The main thing I’m learning from this thread is that a surprising number of people don’t shut their machines down when they’re done using them. Which is wild to me.
A lot of modern windows laptop don’t let you shut them down.
They use something called Windows Hybrid Sleep and it should be illegal. Selecting shut down in windows will keep the machine in a state where it will turn on at random times to check for updates. Especially fun whrn in your backpack creating a furnace.
I mean since the advent of SSDs I’ve not found the boot times of computers to be all that slow and I typically quite like coming back to a clean desktop on a new day rather than having junk from yesterday being thrown at me.
Even if the boot time is fast, you lose a lot of the program states. Not only it takes extra time to load those applications, it’s also a fair amount of effort to put everything back where it should be.

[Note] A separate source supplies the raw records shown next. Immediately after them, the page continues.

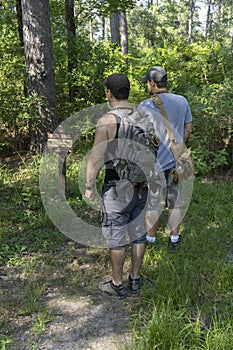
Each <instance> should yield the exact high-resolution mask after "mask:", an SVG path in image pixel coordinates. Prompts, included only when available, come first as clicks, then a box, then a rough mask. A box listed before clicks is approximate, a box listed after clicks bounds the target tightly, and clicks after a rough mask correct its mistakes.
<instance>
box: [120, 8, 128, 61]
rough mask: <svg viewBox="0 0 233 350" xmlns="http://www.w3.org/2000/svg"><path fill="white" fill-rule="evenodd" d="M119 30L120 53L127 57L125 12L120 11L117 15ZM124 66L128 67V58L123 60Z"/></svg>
mask: <svg viewBox="0 0 233 350" xmlns="http://www.w3.org/2000/svg"><path fill="white" fill-rule="evenodd" d="M119 20H120V29H121V52H122V53H123V55H128V26H127V17H126V11H125V10H122V11H120V13H119ZM125 62H126V65H127V67H128V58H127V57H126V59H125Z"/></svg>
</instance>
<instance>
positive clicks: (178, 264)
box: [127, 181, 233, 350]
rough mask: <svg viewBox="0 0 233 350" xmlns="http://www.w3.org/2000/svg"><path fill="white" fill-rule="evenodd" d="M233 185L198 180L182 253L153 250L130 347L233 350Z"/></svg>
mask: <svg viewBox="0 0 233 350" xmlns="http://www.w3.org/2000/svg"><path fill="white" fill-rule="evenodd" d="M232 198H233V185H232V183H226V184H224V183H205V182H202V181H196V183H195V186H194V193H193V197H192V201H191V205H190V208H189V211H188V213H187V215H186V218H185V222H184V234H183V239H182V243H181V245H180V249H179V252H178V254H169V253H168V250H167V239H168V237H166V236H165V237H163V236H161V235H159V237H158V244H157V247H156V248H155V249H154V248H148V249H147V252H146V256H145V260H144V266H143V273H144V275H145V277H146V278H148V279H150V285H149V287H148V286H146V288H144V290H143V293H142V296H141V300H140V301H139V305H138V307H139V308H140V309H141V310H143V311H141V312H140V313H139V314H138V315H137V316H136V317H135V326H134V343H133V345H132V347H127V349H134V350H153V349H159V350H170V349H172V350H182V349H193V350H194V349H195V350H197V349H203V350H207V349H208V350H213V349H216V350H217V349H223V350H228V349H229V350H230V349H233V261H232V257H233V240H232V228H233V215H232V213H233V205H232Z"/></svg>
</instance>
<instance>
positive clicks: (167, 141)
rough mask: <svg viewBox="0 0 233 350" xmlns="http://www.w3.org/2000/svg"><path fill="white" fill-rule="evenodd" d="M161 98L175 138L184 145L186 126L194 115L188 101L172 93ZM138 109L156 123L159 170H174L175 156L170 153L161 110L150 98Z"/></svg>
mask: <svg viewBox="0 0 233 350" xmlns="http://www.w3.org/2000/svg"><path fill="white" fill-rule="evenodd" d="M159 97H161V99H162V101H163V105H164V109H165V111H166V114H167V117H168V120H169V122H170V126H171V129H172V132H173V134H174V137H175V139H176V140H177V141H178V142H179V143H182V142H183V137H184V131H185V129H184V126H185V124H186V123H190V122H192V115H191V111H190V107H189V104H188V101H187V100H186V98H185V97H183V96H181V95H175V94H171V93H163V94H159ZM138 108H139V109H141V111H142V112H143V113H145V114H146V115H148V118H149V119H150V121H152V122H153V123H154V127H155V130H156V133H157V136H158V137H159V140H160V144H159V149H158V155H157V161H158V165H159V166H158V169H157V170H159V169H161V168H162V170H163V171H165V170H168V169H171V168H173V167H174V166H175V161H174V157H173V154H172V152H171V151H170V147H169V146H170V140H169V137H168V133H167V130H166V127H165V125H164V121H163V116H162V115H161V113H160V110H159V108H157V107H156V106H155V104H154V102H153V101H152V99H150V98H149V99H147V100H144V101H143V102H141V103H140V104H139V106H138ZM155 170H156V166H155Z"/></svg>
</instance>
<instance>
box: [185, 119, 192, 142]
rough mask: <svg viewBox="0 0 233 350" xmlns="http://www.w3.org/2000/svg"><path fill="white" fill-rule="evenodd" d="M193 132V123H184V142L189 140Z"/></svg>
mask: <svg viewBox="0 0 233 350" xmlns="http://www.w3.org/2000/svg"><path fill="white" fill-rule="evenodd" d="M191 132H192V123H191V122H190V123H186V124H185V125H184V143H186V141H187V140H188V138H189V136H190V134H191Z"/></svg>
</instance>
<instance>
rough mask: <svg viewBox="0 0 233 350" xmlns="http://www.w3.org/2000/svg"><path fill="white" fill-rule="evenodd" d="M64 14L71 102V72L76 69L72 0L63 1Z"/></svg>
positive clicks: (71, 81) (71, 100) (74, 23)
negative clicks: (66, 43)
mask: <svg viewBox="0 0 233 350" xmlns="http://www.w3.org/2000/svg"><path fill="white" fill-rule="evenodd" d="M65 12H66V33H67V55H68V86H69V98H70V101H71V102H72V101H73V100H74V97H75V88H74V87H73V84H72V72H73V69H74V68H75V67H76V57H75V54H74V40H75V37H76V28H75V20H74V0H65Z"/></svg>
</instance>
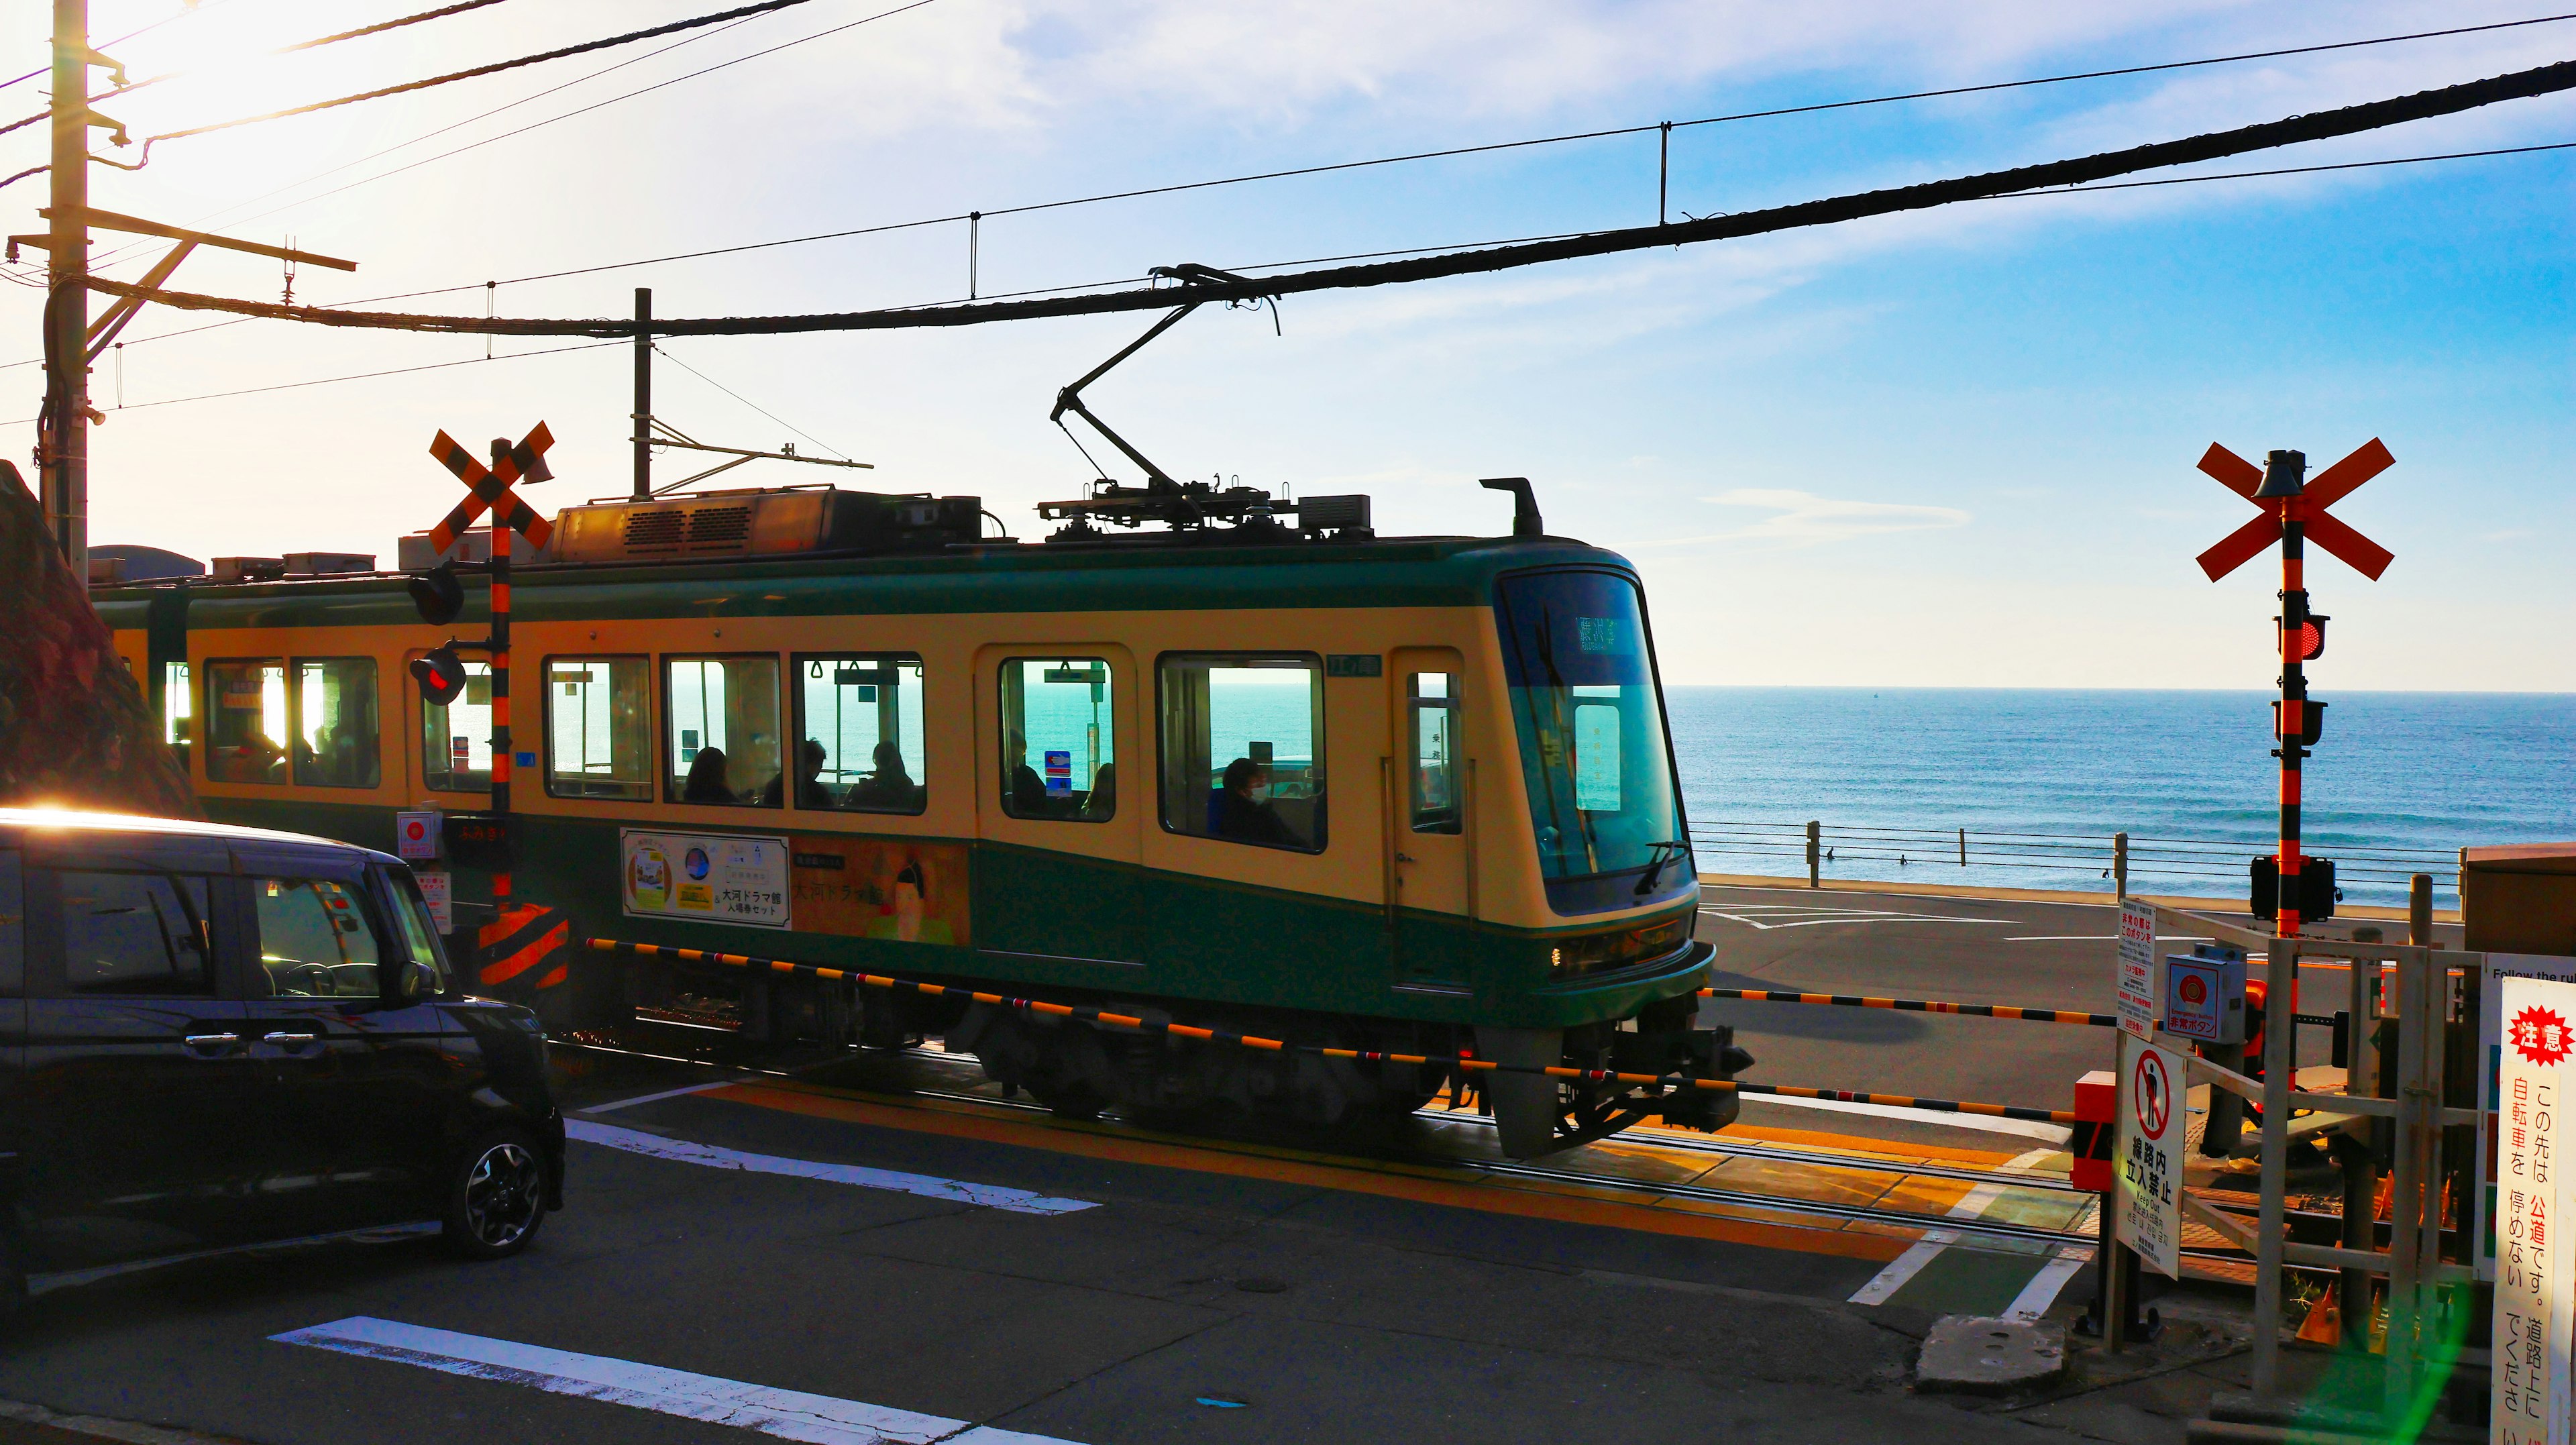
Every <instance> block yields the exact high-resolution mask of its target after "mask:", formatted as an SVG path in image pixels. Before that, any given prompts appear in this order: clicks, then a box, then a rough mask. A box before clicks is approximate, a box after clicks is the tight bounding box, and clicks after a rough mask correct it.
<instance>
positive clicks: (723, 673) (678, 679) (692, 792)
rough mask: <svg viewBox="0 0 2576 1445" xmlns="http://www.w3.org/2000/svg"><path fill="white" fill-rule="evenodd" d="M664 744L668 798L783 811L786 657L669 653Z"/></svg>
mask: <svg viewBox="0 0 2576 1445" xmlns="http://www.w3.org/2000/svg"><path fill="white" fill-rule="evenodd" d="M662 742H665V760H667V762H665V768H662V801H670V804H714V806H724V809H775V806H778V804H781V798H786V775H783V773H781V768H778V657H665V659H662Z"/></svg>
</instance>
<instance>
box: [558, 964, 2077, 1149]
mask: <svg viewBox="0 0 2576 1445" xmlns="http://www.w3.org/2000/svg"><path fill="white" fill-rule="evenodd" d="M590 948H592V950H598V953H623V956H629V958H677V961H680V963H721V966H726V968H768V971H770V974H804V976H809V979H837V981H848V984H858V987H863V989H909V992H917V994H927V997H935V999H971V1002H979V1005H992V1007H1007V1010H1018V1012H1033V1015H1046V1017H1069V1020H1077V1023H1100V1025H1110V1028H1133V1030H1139V1033H1164V1035H1172V1038H1190V1041H1198V1043H1229V1046H1236V1048H1265V1051H1270V1053H1316V1056H1324V1059H1352V1061H1358V1064H1419V1066H1430V1069H1458V1072H1461V1074H1546V1077H1551V1079H1569V1082H1577V1084H1664V1087H1690V1090H1710V1092H1731V1095H1785V1097H1798V1100H1837V1102H1852V1105H1891V1108H1919V1110H1935V1113H1976V1115H1989V1118H2022V1120H2032V1123H2076V1115H2074V1110H2045V1108H2022V1105H1981V1102H1960V1100H1924V1097H1914V1095H1862V1092H1852V1090H1803V1087H1793V1084H1744V1082H1736V1079H1692V1077H1687V1074H1620V1072H1615V1069H1569V1066H1564V1064H1497V1061H1492V1059H1471V1056H1458V1059H1450V1056H1430V1053H1386V1051H1378V1048H1332V1046H1324V1043H1291V1041H1285V1038H1260V1035H1255V1033H1231V1030H1224V1028H1195V1025H1188V1023H1154V1020H1146V1017H1133V1015H1123V1012H1110V1010H1103V1007H1097V1005H1059V1002H1048V999H1020V997H1010V994H987V992H981V989H963V987H956V984H922V981H917V979H894V976H886V974H855V971H850V968H824V966H822V963H788V961H786V958H752V956H747V953H716V950H711V948H667V945H659V943H621V940H616V938H592V940H590Z"/></svg>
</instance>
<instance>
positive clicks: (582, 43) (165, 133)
mask: <svg viewBox="0 0 2576 1445" xmlns="http://www.w3.org/2000/svg"><path fill="white" fill-rule="evenodd" d="M809 3H811V0H760V3H757V5H742V8H734V10H719V13H714V15H693V18H688V21H672V23H667V26H647V28H641V31H626V33H621V36H603V39H595V41H582V44H572V46H556V49H549V52H536V54H523V57H518V59H497V62H492V64H477V67H469V70H451V72H448V75H430V77H425V80H404V82H402V85H379V88H376V90H358V93H355V95H337V98H332V100H314V103H309V106H289V108H283V111H263V113H258V116H234V118H232V121H214V124H206V126H188V129H180V131H160V134H155V137H144V157H147V160H149V155H152V144H155V142H175V139H188V137H204V134H214V131H229V129H237V126H255V124H260V121H283V118H286V116H309V113H314V111H332V108H337V106H355V103H361V100H381V98H386V95H407V93H412V90H428V88H433V85H451V82H456V80H474V77H482V75H500V72H502V70H520V67H528V64H544V62H549V59H564V57H574V54H590V52H595V49H611V46H626V44H636V41H649V39H654V36H670V33H677V31H696V28H701V26H721V23H726V21H747V18H752V15H768V13H770V10H786V8H791V5H809Z"/></svg>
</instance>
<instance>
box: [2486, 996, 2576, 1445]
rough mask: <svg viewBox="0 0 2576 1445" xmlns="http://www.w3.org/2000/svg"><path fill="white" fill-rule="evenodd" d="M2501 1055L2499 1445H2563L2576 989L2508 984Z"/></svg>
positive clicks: (2567, 1325)
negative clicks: (2569, 1145) (2564, 1133)
mask: <svg viewBox="0 0 2576 1445" xmlns="http://www.w3.org/2000/svg"><path fill="white" fill-rule="evenodd" d="M2496 1015H2499V1017H2501V1020H2504V1051H2501V1056H2499V1059H2496V1097H2499V1100H2501V1105H2504V1108H2501V1113H2499V1120H2496V1123H2499V1133H2496V1218H2499V1229H2496V1234H2499V1249H2496V1337H2494V1339H2496V1345H2494V1352H2496V1375H2494V1386H2491V1388H2494V1393H2491V1414H2488V1440H2491V1442H2494V1445H2568V1417H2571V1414H2576V1412H2571V1401H2576V1393H2571V1391H2568V1334H2571V1332H2576V1290H2571V1288H2568V1267H2576V1249H2571V1247H2568V1234H2566V1211H2568V1200H2571V1195H2576V1190H2568V1182H2566V1167H2563V1157H2561V1146H2563V1144H2568V1138H2561V1133H2566V1131H2561V1128H2558V1120H2561V1115H2563V1113H2566V1090H2568V1084H2571V1082H2576V1069H2568V1056H2571V1053H2576V984H2566V981H2561V979H2527V976H2512V974H2506V976H2504V979H2501V989H2496Z"/></svg>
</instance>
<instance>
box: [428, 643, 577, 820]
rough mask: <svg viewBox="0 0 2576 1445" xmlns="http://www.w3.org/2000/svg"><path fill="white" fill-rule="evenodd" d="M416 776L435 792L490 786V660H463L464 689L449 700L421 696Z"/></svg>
mask: <svg viewBox="0 0 2576 1445" xmlns="http://www.w3.org/2000/svg"><path fill="white" fill-rule="evenodd" d="M551 690H554V688H549V693H551ZM420 780H422V783H425V786H428V788H433V791H438V793H489V791H492V665H489V662H466V690H464V693H456V701H451V703H448V706H443V708H440V706H435V703H430V701H428V698H420Z"/></svg>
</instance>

If it was necessary to shut computers down, no problem, it’s not too much time and effort. But there’s normally no need to shut computers down, it’s just wasted time with no benefits (usually).
The main thing I’m learning from this thread is that a surprising number of people don’t shut their machines down when they’re done using them. Which is wild to me.
A lot of modern windows laptop don’t let you shut them down.
They use something called Windows Hybrid Sleep and it should be illegal. Selecting shut down in windows will keep the machine in a state where it will turn on at random times to check for updates. Especially fun whrn in your backpack creating a furnace.
Thankfully it can be disabled via AD policy.
Ah yeah I forgot about hybrid sleep as I turned if off years ago and forgot it existed. Such a nonsense feature.
Why would you? Sleep uses so little power and the resume is instant.
If it wasn’t for S0 standby being such a piece of shit I’d never shutdown my computer unless it was for an update or hardware maintenance.
I mean since the advent of SSDs I’ve not found the boot times of computers to be all that slow and I typically quite like coming back to a clean desktop on a new day rather than having junk from yesterday being thrown at me.
Even if the boot time is fast, you lose a lot of the program states. Not only it takes extra time to load those applications, it’s also a fair amount of effort to put everything back where it should be.
If it was necessary to shut computers down, no problem, it’s not too much time and effort. But there’s normally no need to shut computers down, it’s just wasted time with no benefits (usually).
See I want all the junk from yesterday.
Just like the brain computers need off-time to calm their electrons and unflip their bits.
/s but a lot of issues really are solved by a reboot
To be fair I don’t always use it like that but suspend is convenient if I have a continuous work that is scattered all around.